One request/several responses

If your process is "sharded" and one request should result in several responses (one per shard for example) you can use private exclusive queues which are all bound to the same key. In this case, each server will receive the same request and will send back a response.

This is very useful if you want to break a single operation into multiple, parallel steps.

  // one request/several responses pattern
  implicit val system = ActorSystem("mySystem")

  // create an AMQP connection
  val connFactory = new ConnectionFactory()
  connFactory.setUri("amqp://guest:guest@localhost/%2F")
  val conn = system.actorOf(ConnectionOwner.props(connFactory, 1 second))

  // typical "reply queue"; the name if left empty: the broker will generate a new random name
  val privateReplyQueue = QueueParameters("", passive = false, durable = false, exclusive = true, autodelete = true)
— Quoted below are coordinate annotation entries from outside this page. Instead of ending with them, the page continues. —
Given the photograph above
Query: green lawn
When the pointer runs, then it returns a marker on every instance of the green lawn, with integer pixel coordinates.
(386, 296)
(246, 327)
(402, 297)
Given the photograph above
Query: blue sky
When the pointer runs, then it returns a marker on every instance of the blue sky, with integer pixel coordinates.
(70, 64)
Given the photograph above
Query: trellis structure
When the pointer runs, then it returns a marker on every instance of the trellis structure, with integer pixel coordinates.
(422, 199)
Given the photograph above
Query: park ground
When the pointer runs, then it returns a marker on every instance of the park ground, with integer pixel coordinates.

  // we have a problem that can be "sharded", we create one server per shard, and for each request we expect one
  // response from each shard

  // create one server per shard
  val rpcServers = for (i <- 0 to 2) yield {
    // create a "processor"
    // in real life you would use a serialization framework (json, protobuf, ....), define command messages, etc...
    // check the Akka AMQP proxies project for examples
    val processor = new IProcessor {
      def process(delivery: Delivery) = {
        // assume that the message body is a string
        val response = "response to " + new String(delivery.body) + " from shard " + i
        Future(ProcessResult(Some(response.getBytes)))
      }
      def onFailure(delivery: Delivery, e: Throwable) = ProcessResult(None) // we don't return anything
    }
    ConnectionOwner.createChildActor(conn, RpcServer.props(privateReplyQueue, StandardExchanges.amqDirect,  "my_key", processor, ChannelParameters(qos = 1)))
  }

  val rpcClient = ConnectionOwner.createChildActor(conn, RpcClient.props())
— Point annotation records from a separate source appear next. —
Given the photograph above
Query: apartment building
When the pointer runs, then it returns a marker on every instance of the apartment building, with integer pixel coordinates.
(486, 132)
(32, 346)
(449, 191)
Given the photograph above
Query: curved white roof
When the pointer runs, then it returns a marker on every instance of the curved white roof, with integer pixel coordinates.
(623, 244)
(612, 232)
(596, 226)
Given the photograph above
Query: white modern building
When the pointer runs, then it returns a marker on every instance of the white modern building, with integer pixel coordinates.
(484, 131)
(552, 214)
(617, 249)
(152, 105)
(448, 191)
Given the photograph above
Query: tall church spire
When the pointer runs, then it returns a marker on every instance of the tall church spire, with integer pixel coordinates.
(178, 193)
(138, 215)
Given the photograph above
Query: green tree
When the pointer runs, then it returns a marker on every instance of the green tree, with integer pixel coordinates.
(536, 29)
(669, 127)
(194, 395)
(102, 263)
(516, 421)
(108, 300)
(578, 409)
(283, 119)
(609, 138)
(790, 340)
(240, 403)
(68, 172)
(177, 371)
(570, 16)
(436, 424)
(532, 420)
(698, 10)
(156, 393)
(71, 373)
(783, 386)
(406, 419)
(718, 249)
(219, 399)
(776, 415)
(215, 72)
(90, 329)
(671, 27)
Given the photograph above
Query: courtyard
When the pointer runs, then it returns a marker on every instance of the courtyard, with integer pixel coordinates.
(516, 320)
  // wait till everyone is actually connected to the broker
  Amqp.waitForConnection(system, rpcServers: _*).await()
  Amqp.waitForConnection(system, rpcClient).await()
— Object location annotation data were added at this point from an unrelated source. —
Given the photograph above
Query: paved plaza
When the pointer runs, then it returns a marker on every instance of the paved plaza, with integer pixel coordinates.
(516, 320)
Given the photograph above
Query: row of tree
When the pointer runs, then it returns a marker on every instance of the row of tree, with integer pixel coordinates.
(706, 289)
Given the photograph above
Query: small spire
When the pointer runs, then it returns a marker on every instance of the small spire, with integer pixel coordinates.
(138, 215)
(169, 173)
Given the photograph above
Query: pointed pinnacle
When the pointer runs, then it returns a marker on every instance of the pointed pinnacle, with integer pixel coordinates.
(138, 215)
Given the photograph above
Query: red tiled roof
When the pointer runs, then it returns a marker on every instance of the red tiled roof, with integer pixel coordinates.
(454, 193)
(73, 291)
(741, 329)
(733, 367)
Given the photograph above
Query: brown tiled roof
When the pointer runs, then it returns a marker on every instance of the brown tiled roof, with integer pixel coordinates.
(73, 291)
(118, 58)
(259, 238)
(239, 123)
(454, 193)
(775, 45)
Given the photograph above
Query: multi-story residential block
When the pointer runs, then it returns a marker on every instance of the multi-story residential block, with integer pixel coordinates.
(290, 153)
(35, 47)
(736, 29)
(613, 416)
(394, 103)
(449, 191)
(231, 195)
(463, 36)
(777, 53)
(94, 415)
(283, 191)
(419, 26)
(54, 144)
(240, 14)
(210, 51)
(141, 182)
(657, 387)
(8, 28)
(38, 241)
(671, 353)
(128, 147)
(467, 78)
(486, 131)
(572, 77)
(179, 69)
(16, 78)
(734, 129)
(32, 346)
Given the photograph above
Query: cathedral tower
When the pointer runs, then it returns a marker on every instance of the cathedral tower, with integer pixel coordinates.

  implicit val timeout: Timeout = 2 seconds

  for (i <- 0 to 5) {
    val request = ("request " + i).getBytes
    val f = (rpcClient ? Request(List(Publish("amq.direct", "my_key", request)), 3)).mapTo[RpcClient.Response]
    f.onComplete {
      case Success(response) => {
        response.deliveries.foreach(delivery => println(new String(delivery.body)))
      }
      case Failure(error) => println(error)
    }
  }
  // wait 10 seconds and shut down
  Thread.sleep(10000)
  system.shutdown()

Workflow Pattern

This could be further extended with a simple 'workflow' pattern where each server publishes its results to the shared queue used by the next step. For example, if you want to chain steps A, B and C, set up a shared queue for each step, have 'A' processors publish to queue 'B', 'B' processors publish to queue 'C' ....

Samples

You can check either samples src/main/scala/com/github/sstone/amqp/samples or spec tests src/test/scala/com/github/sstone/amqp for examples of how to use the library.